Nous ne relevons pas, aujourd'hui, ce qu'a d'extraordinaire cette allusion à cette campagne de Chine où furent commis par toutes les armées européennes tant d'actes scandaleux de pillage, tant d'actes atroces de cruauté et de destruction. Si c'est là la forme du courage recommandée aux jeunes gens, elle se confond avec la sauvagerie. Mais que dire de la phrase où M. Houssaye, ayant à citer un exemple de discipline, l'emprunte au détestable conflit de Limoges ?

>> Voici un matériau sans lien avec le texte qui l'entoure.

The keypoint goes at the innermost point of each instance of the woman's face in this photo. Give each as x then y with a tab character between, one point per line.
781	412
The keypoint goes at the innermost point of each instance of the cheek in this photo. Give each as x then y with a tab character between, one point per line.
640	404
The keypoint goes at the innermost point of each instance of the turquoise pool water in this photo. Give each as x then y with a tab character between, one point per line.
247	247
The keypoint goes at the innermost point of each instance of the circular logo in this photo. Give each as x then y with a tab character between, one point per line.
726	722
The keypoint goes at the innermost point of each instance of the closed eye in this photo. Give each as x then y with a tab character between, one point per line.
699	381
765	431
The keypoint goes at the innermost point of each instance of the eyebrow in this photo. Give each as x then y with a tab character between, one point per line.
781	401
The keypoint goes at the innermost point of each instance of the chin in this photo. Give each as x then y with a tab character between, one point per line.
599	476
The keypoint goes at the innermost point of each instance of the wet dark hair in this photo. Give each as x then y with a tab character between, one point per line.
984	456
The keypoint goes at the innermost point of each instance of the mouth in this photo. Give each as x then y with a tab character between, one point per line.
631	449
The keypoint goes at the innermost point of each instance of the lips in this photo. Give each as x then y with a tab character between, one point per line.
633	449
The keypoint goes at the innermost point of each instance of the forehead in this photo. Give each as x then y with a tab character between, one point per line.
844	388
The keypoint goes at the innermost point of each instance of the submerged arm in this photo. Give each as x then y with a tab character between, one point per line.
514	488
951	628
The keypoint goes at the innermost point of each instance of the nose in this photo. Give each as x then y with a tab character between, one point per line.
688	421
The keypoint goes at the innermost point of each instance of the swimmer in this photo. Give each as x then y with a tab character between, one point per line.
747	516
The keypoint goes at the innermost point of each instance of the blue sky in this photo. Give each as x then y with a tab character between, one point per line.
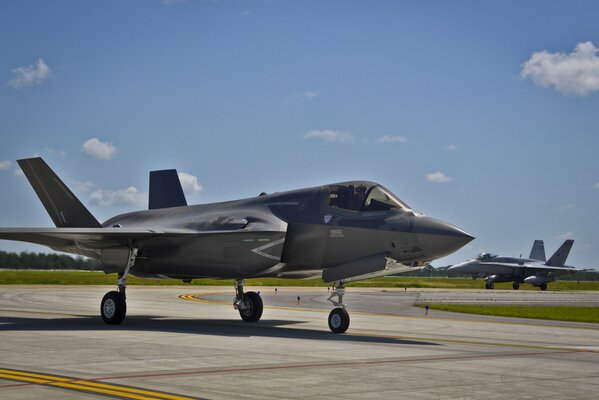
484	114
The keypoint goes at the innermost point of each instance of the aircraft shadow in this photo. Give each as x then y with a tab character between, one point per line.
216	327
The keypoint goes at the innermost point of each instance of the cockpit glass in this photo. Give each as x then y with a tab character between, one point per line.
379	199
347	197
361	196
485	256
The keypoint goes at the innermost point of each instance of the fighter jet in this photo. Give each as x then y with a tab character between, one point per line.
533	270
341	232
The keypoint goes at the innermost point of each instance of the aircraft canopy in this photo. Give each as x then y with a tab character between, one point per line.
362	197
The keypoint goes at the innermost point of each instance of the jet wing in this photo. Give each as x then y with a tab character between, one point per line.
507	268
91	241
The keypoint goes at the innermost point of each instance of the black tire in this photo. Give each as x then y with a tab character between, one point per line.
253	307
338	320
113	308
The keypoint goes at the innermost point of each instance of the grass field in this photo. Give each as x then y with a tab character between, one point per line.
36	277
556	313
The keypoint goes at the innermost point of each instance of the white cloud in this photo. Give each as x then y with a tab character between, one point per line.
60	153
33	74
189	183
130	196
308	94
392	139
566	235
84	187
4	165
98	149
573	74
330	136
438	177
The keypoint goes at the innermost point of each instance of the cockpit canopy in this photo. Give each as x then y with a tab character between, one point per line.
362	196
485	256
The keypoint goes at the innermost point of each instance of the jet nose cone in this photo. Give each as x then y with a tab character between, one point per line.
440	238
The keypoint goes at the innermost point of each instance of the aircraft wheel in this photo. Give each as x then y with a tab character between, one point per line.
338	320
253	307
113	308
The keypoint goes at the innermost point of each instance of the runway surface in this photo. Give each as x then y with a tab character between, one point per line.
183	342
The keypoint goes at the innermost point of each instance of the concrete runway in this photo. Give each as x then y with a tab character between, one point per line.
54	344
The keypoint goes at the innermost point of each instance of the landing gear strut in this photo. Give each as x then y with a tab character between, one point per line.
339	317
248	304
114	305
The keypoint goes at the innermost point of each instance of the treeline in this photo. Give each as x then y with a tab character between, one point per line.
26	260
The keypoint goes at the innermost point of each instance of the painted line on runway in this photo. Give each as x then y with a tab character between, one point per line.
337	364
86	385
583	349
196	297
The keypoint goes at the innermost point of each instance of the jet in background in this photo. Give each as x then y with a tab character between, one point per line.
341	232
533	270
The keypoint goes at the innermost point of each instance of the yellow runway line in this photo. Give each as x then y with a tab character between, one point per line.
87	386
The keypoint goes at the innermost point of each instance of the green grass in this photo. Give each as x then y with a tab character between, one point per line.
556	313
37	277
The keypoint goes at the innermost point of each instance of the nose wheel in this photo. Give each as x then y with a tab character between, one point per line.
113	307
248	304
338	317
338	320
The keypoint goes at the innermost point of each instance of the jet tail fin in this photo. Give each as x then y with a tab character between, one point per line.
538	251
165	190
558	259
63	206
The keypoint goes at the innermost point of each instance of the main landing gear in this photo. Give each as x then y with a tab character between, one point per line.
248	304
114	305
339	317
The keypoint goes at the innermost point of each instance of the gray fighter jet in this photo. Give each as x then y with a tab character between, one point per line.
341	232
533	270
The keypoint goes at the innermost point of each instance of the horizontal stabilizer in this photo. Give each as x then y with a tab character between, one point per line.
63	206
165	190
559	258
538	251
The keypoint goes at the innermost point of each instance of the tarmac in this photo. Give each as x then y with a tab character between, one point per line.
188	342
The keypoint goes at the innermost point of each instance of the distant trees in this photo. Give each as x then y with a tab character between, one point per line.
26	260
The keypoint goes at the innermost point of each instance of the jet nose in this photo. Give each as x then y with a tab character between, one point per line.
459	268
439	238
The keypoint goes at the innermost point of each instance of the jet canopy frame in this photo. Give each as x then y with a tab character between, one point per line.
362	197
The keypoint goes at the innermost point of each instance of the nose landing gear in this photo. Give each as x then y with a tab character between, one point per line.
338	317
248	304
114	305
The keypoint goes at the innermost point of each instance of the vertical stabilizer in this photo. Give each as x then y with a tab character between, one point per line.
165	190
559	258
538	251
64	208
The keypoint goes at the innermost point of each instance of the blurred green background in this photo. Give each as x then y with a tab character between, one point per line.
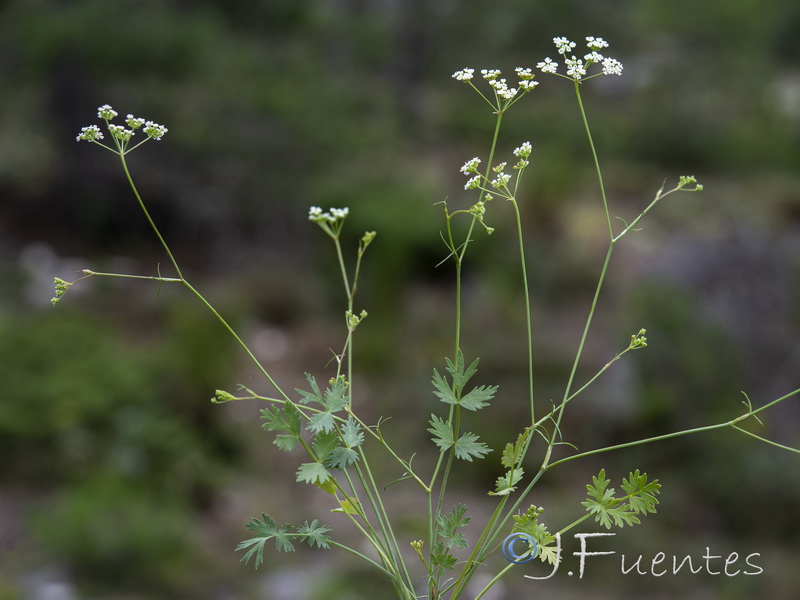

Ainsi, il est entendu que la discipline consiste pour les soldats à tirer aveuglément sur leurs frères et sur leurs pères. Il est entendu que ce sont des leçons de guerre civile, de répression sanglante, que, sous le nom de discipline, on veut donner aux nouvelles générations.
Toute la brutalité de la pensée réactionnaire éclate, les hypocrisies des formules tombent et l'on aperçoit à plein ce que les classes dirigeantes entendent aujourd'hui par patriotisme. Voilà en vérité une belle matière à cette propagande antimilitariste dont M. Houssaye et ses amis dénoncent tous les jours le péril.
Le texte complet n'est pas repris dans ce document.